We overnachten in een volgend dorp, waar we slapen in een eenvoudige bamboehut op palen. Het toilet bestaat uit een gat in de grond met een emmer water daarnaast. Doh maakt een heerlijke avondmaaltijd met de kruiden die hij tijdens de wandeling gemaakt heeft, en andere verse groenten die hier groeien. Na de maaltijd bezoeken we een familie. Hun huis lijkt zo uit een openluchtmuseum te komen. Ook dit huis staat op palen; onder het huis scharrelen de dieren rond. We zitten rond de vuurplaats, waarboven stukken vlees en vis gerookt worden, en krijgen thee in bamboe bekers. Doh beantwoordt onze vragen over de lokale gemeenschap en hun cultuur, maar ik blijf met veel vragen zitten. De gastheer rookt een pijpje; zijn jongste kijkt ons verbaasd aan. De verwondering is wederzijds.

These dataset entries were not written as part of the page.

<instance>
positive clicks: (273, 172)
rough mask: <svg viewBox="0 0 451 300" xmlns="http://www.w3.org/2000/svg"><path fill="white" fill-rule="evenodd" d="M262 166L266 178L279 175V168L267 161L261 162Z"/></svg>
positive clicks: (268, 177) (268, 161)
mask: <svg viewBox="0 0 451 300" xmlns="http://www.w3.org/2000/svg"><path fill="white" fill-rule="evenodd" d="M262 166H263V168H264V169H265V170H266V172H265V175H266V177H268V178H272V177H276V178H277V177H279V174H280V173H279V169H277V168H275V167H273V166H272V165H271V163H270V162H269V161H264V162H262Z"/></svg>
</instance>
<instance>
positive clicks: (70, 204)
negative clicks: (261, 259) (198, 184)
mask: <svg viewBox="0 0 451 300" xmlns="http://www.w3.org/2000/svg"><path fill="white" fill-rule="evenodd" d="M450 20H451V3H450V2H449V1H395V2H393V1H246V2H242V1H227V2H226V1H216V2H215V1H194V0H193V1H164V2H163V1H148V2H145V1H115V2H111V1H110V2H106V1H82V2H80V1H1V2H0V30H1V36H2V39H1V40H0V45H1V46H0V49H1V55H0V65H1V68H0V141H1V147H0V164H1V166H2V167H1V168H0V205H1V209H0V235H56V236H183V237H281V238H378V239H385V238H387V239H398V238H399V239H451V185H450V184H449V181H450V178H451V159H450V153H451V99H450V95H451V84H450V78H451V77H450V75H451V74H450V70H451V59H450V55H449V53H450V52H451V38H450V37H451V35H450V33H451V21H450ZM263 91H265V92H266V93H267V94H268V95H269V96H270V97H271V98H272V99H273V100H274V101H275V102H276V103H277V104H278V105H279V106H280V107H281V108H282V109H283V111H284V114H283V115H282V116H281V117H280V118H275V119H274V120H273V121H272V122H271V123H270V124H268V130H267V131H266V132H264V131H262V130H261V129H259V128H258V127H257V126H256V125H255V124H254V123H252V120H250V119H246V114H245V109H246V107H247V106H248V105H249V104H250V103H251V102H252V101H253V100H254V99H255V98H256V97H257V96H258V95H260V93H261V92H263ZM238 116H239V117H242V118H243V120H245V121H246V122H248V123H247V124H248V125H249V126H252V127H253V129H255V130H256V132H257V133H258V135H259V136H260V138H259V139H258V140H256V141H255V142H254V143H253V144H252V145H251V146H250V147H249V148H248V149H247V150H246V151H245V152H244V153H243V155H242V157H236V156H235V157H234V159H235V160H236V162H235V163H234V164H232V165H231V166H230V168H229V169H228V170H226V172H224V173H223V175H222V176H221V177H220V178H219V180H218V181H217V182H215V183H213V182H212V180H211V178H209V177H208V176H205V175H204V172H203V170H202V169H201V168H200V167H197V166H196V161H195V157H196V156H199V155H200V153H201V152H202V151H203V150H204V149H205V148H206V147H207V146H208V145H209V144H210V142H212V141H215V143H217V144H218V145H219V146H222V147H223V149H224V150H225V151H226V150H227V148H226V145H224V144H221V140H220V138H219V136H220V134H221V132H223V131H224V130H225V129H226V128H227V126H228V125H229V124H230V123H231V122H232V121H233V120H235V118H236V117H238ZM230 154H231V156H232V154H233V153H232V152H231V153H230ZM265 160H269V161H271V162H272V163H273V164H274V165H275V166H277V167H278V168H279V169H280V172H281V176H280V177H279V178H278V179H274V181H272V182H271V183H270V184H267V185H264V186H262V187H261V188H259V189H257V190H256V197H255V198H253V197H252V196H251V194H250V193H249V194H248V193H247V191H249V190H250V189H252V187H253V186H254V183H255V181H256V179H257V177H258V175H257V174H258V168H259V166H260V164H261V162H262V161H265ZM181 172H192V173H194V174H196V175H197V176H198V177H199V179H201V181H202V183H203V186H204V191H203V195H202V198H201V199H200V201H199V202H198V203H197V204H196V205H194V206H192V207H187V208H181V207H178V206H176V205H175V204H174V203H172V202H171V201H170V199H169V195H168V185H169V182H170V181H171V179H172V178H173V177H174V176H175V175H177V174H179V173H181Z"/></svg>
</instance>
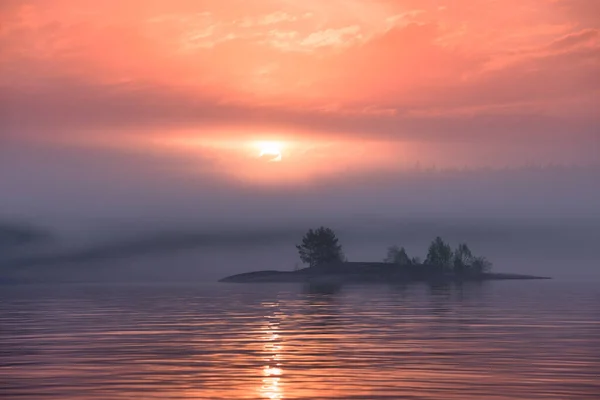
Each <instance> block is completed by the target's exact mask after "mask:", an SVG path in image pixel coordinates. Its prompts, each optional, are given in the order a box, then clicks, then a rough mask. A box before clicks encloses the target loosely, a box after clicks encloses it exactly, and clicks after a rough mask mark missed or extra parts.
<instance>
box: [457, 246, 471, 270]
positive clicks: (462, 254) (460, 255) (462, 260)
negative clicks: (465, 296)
mask: <svg viewBox="0 0 600 400" xmlns="http://www.w3.org/2000/svg"><path fill="white" fill-rule="evenodd" d="M472 263H473V253H471V249H469V246H467V245H466V243H461V244H459V245H458V248H457V249H456V250H454V260H453V264H454V272H457V273H461V272H464V271H466V270H468V269H470V268H471V264H472Z"/></svg>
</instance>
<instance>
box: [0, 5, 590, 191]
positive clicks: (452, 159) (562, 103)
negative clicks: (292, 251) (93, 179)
mask: <svg viewBox="0 0 600 400" xmlns="http://www.w3.org/2000/svg"><path fill="white" fill-rule="evenodd" d="M599 71H600V2H599V1H597V0H452V1H448V0H326V1H324V0H302V1H295V0H277V1H276V0H252V1H247V0H222V1H212V0H165V1H161V0H159V1H152V2H150V1H146V0H127V1H125V0H124V1H96V0H93V1H92V0H53V1H46V0H37V1H36V0H30V1H26V0H23V1H19V0H5V1H3V2H2V3H1V5H0V110H1V111H0V112H1V113H2V118H1V120H2V122H0V128H1V129H2V131H3V132H5V134H8V136H9V137H11V138H12V139H14V140H22V141H32V140H34V141H40V140H43V141H45V142H46V143H60V144H62V145H64V144H69V145H71V146H76V145H88V146H89V145H92V146H104V147H107V148H110V149H113V150H115V149H121V150H125V149H129V150H131V149H137V150H142V149H143V151H153V152H170V151H175V152H199V154H200V153H201V154H202V156H206V157H209V158H210V157H212V158H213V159H214V158H215V157H216V159H218V163H219V165H223V166H224V170H227V172H228V174H229V175H234V176H236V177H237V178H242V179H250V178H252V177H254V178H256V177H261V179H262V178H264V177H265V176H266V175H265V174H266V172H264V171H263V169H264V168H266V167H265V165H264V163H259V164H257V163H256V159H255V158H256V157H257V156H258V154H259V151H260V150H259V149H254V150H252V151H250V150H249V149H250V148H251V147H252V146H253V145H255V144H256V142H260V141H265V140H267V141H269V140H270V141H273V140H274V141H278V142H281V143H282V147H283V148H282V150H281V151H282V155H283V159H282V162H281V163H278V166H276V167H273V165H269V166H268V168H269V171H271V172H269V173H271V174H273V170H275V168H277V169H276V171H277V173H276V174H275V175H273V176H275V177H276V178H277V179H280V178H281V179H283V178H285V179H292V178H294V179H305V178H307V177H310V176H313V175H314V174H317V173H324V174H329V173H335V172H336V171H347V170H348V169H365V168H367V169H369V168H371V169H386V170H387V169H394V168H404V167H406V166H407V165H414V164H415V163H417V162H422V163H425V164H427V165H433V164H435V165H442V166H444V165H447V166H483V165H486V164H488V163H489V164H491V165H505V164H508V165H513V164H514V165H517V164H519V163H553V162H558V163H581V164H590V163H597V162H598V158H597V156H598V150H597V149H598V138H599V135H600V134H599V118H598V115H597V114H598V112H597V109H598V108H599V97H598V96H599V92H600V79H599V78H598V76H599V75H600V74H599ZM223 143H228V144H227V145H225V146H223ZM232 143H233V145H232ZM449 149H450V150H449ZM311 152H312V153H311ZM309 153H311V154H313V155H314V154H317V153H319V154H320V157H316V156H314V157H309V156H308V154H309ZM449 154H452V156H449ZM474 154H477V155H474ZM457 159H458V160H457ZM286 163H287V164H286ZM240 171H242V172H241V173H240ZM261 171H262V172H261ZM259 180H260V179H259Z"/></svg>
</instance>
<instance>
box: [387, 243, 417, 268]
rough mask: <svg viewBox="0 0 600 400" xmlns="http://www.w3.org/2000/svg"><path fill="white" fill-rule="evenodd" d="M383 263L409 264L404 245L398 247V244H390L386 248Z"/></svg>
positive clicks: (407, 257) (402, 264)
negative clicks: (402, 245) (388, 246)
mask: <svg viewBox="0 0 600 400" xmlns="http://www.w3.org/2000/svg"><path fill="white" fill-rule="evenodd" d="M383 262H385V263H389V264H397V265H403V266H404V265H411V264H412V261H411V259H410V258H409V257H408V254H406V249H405V248H404V247H402V248H399V247H398V246H391V247H389V248H388V252H387V256H386V257H385V259H384V260H383Z"/></svg>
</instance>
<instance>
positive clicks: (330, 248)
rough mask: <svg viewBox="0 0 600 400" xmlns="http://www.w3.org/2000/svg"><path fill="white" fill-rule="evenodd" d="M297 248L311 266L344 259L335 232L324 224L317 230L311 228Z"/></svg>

Dank u wel voor de thee. Tablu doma, zoals men hier zegt.
De sterrenhemel is onbeschrijflijk vol.
's Ochtends is het ijskoud. Ik heb mijn fleece aan, lig in mijn dikke slaapzak en heb zelfs nog een extra deken, maar alsnog is het koud. Ik slaap onrustig. Spoken uit het verleden en uit de toekomst bezoeken me in hun dromen. Wat een andere wereld.
Als we verder trekken, is het leven in het dorp al weer in volle gang. Boven een vuurtje pruttelt een pan, maar niemand houdt het in de gaten. Een jonge vrouw is druk met haar weefgetouw in de weer. Een oude dame staat hout te hakken. We verlaten het dorp, en lopen verder. De heuvels gaan flink op en neer, en zijn bedekt met volle wouden. Je zou je in de Vogezen wanen, ware het niet dat de vegetatie zo anders is. Het groen komt in vele tinten. De bomen hebben grote, dikke bladeren, en sommige stammen krullen vrolijk. Her en der groeien rode orchideeen. Onbekende zoete geuren bereiken onze neusgaten.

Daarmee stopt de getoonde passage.